There's always gotta be a troll
 
Dec 19, 2023 at 10:53 PM Post #13 of 15
Sorry to necro the thread but I am in a similar situation. Just recently purchased a vintage Sanui amp which sounds amazing with my ZMF Atriums. Currently recapping it and figured I might change the headphone jack resistors. What resistor did you end up going with and was it noticeable?
 
Dec 20, 2023 at 9:09 AM Post #14 of 15
Sorry to necro the thread but I am in a similar situation. Just recently purchased a vintage Sanui amp which sounds amazing with my ZMF Atriums. Currently recapping it and figured I might change the headphone jack resistors. What resistor did you end up going with and was it noticeable?

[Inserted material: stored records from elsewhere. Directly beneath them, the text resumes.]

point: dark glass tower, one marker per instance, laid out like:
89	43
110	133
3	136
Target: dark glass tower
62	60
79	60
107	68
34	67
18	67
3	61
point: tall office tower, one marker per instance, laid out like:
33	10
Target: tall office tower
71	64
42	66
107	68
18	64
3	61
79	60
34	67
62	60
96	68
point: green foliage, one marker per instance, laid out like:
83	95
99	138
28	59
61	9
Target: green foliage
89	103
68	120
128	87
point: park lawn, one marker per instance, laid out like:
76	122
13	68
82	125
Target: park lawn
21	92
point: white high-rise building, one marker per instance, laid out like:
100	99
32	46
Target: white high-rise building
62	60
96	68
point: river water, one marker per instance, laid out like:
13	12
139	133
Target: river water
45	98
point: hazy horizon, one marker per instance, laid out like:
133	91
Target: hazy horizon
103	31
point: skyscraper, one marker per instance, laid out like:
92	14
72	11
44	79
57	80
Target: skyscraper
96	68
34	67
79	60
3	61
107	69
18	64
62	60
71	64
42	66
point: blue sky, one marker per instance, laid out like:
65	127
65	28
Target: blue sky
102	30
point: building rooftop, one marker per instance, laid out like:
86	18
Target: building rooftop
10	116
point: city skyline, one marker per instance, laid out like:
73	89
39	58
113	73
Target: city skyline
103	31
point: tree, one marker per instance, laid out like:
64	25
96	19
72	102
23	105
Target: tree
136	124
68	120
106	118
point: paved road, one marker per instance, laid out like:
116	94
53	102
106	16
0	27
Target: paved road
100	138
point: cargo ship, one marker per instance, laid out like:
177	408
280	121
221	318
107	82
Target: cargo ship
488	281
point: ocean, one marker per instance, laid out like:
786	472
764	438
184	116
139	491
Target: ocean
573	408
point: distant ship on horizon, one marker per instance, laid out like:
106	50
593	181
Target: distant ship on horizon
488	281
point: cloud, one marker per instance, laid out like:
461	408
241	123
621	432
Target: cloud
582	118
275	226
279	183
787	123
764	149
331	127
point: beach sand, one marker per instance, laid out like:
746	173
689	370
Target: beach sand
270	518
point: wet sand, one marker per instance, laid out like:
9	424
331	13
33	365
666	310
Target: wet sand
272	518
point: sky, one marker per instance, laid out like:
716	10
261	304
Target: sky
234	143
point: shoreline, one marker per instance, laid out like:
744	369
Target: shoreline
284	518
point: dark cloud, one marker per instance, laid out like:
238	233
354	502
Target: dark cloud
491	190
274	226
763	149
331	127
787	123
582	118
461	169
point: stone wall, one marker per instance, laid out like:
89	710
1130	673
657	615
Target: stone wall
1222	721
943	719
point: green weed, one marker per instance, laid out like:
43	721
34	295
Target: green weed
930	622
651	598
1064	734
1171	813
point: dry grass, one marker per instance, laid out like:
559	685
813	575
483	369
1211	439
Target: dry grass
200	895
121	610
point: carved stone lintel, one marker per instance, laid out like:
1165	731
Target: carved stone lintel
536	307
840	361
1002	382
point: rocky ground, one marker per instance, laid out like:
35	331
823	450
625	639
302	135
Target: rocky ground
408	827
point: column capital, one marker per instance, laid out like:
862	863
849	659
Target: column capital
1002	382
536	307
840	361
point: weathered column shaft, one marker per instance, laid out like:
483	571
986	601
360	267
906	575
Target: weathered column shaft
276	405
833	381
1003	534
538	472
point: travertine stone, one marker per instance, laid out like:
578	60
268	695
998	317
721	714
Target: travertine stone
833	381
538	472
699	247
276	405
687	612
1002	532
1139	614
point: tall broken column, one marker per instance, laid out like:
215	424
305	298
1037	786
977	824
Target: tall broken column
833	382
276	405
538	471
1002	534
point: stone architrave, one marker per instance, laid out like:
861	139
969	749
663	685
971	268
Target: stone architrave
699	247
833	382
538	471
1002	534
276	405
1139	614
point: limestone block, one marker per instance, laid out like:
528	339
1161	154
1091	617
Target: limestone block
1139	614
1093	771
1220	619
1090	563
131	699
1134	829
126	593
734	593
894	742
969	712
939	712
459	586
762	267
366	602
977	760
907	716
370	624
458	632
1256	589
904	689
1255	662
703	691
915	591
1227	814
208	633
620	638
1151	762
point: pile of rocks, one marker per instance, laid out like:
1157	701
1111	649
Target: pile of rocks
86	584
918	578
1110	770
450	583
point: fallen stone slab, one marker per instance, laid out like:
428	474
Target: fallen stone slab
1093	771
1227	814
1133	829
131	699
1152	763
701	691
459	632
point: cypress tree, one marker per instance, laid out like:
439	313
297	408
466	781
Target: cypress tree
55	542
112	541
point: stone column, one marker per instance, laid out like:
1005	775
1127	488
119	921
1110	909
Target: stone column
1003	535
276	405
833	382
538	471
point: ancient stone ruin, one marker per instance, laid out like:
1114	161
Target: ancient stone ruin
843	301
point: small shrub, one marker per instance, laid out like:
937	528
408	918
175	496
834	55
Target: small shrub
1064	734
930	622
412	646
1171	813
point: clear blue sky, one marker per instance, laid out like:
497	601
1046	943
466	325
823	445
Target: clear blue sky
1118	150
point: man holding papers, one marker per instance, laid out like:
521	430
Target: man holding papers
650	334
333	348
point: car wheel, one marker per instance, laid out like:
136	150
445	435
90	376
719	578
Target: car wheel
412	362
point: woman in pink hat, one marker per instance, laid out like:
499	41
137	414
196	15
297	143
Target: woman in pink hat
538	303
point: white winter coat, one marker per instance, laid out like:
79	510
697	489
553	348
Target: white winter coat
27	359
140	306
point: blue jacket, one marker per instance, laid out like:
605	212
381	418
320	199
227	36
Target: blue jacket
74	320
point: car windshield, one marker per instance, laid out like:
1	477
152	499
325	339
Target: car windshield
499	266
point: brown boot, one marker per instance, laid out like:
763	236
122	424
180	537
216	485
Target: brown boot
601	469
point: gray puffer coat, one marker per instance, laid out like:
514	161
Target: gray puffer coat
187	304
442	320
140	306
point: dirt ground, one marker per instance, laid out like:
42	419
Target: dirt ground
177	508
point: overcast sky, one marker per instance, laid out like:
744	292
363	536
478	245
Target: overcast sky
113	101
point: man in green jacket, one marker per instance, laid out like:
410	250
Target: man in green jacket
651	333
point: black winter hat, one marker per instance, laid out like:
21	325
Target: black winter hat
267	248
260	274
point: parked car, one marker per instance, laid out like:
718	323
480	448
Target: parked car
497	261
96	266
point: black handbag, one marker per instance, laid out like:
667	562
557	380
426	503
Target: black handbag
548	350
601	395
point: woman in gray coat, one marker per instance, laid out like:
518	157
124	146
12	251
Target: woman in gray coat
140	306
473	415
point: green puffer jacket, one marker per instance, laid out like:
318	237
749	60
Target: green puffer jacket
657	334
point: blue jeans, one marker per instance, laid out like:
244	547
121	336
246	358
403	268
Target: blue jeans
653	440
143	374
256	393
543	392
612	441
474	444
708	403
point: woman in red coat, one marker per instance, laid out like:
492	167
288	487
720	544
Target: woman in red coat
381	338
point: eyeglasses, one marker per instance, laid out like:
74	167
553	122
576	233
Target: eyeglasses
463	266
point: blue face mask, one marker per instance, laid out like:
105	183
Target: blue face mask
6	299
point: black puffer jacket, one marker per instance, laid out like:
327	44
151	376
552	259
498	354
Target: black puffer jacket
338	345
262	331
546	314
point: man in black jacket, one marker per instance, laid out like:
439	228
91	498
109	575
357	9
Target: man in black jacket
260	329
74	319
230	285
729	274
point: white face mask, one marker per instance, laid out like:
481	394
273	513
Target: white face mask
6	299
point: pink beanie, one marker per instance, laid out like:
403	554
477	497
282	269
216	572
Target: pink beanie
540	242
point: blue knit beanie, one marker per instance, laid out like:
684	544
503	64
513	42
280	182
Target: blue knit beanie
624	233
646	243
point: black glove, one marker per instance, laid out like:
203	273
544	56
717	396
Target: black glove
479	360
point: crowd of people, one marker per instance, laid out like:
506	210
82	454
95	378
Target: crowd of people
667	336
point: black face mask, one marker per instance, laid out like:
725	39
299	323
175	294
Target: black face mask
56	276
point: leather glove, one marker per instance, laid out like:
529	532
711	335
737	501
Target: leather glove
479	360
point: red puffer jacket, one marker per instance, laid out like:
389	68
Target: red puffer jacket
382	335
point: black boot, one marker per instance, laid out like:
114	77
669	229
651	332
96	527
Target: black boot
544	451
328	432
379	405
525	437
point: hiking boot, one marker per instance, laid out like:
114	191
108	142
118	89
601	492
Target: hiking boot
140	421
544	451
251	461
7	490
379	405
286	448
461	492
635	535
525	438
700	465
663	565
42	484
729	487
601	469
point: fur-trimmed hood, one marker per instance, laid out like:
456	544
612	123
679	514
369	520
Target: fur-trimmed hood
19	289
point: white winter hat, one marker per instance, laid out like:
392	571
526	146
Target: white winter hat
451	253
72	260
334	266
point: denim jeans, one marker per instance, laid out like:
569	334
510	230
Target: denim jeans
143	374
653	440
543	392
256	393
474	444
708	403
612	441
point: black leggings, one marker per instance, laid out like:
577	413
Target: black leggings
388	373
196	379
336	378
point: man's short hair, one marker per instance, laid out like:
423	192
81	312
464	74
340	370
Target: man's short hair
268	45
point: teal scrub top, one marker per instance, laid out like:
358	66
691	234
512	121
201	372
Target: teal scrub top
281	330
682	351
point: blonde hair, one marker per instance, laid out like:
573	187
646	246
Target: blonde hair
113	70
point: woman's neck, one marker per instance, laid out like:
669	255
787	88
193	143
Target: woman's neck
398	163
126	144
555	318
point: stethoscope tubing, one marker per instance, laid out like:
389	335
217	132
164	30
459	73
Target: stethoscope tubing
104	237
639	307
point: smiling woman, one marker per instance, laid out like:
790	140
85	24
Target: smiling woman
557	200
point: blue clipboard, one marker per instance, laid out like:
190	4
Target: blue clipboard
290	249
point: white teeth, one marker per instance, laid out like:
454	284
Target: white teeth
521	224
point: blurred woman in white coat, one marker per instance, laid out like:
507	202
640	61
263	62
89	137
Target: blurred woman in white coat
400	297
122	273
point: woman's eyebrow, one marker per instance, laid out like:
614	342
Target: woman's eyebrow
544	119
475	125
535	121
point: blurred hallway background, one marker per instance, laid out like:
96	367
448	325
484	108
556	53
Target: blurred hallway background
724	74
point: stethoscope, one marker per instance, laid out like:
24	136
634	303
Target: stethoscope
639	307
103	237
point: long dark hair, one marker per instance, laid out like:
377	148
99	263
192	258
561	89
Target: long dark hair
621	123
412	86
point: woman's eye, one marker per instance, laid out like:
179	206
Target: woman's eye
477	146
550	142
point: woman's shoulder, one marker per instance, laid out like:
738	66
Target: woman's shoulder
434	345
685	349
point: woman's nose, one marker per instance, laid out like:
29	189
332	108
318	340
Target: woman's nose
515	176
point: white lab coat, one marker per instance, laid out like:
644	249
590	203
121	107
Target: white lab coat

If you read the entire thread, you will note that the resistor values are there specifically to protect headphones from the voltage available in a speaker amp. You risk blowing your headphones if you change the values - the previous post explaining that was in no way a "troll."

As for brands, I would still recommend the Kiwames as the best for biggest bang for the buck. There are many more that you could try, just take a look at the offerings on PartsConnexion or similar shops. Stick with the same ratings you have, however, or your headphones could be at risk.
 
Dec 20, 2023 at 11:59 AM Post #15 of 15
Was planning on staying with the same values. Ordered some 5w Kiwame 220r to replace the cement 3w 220r.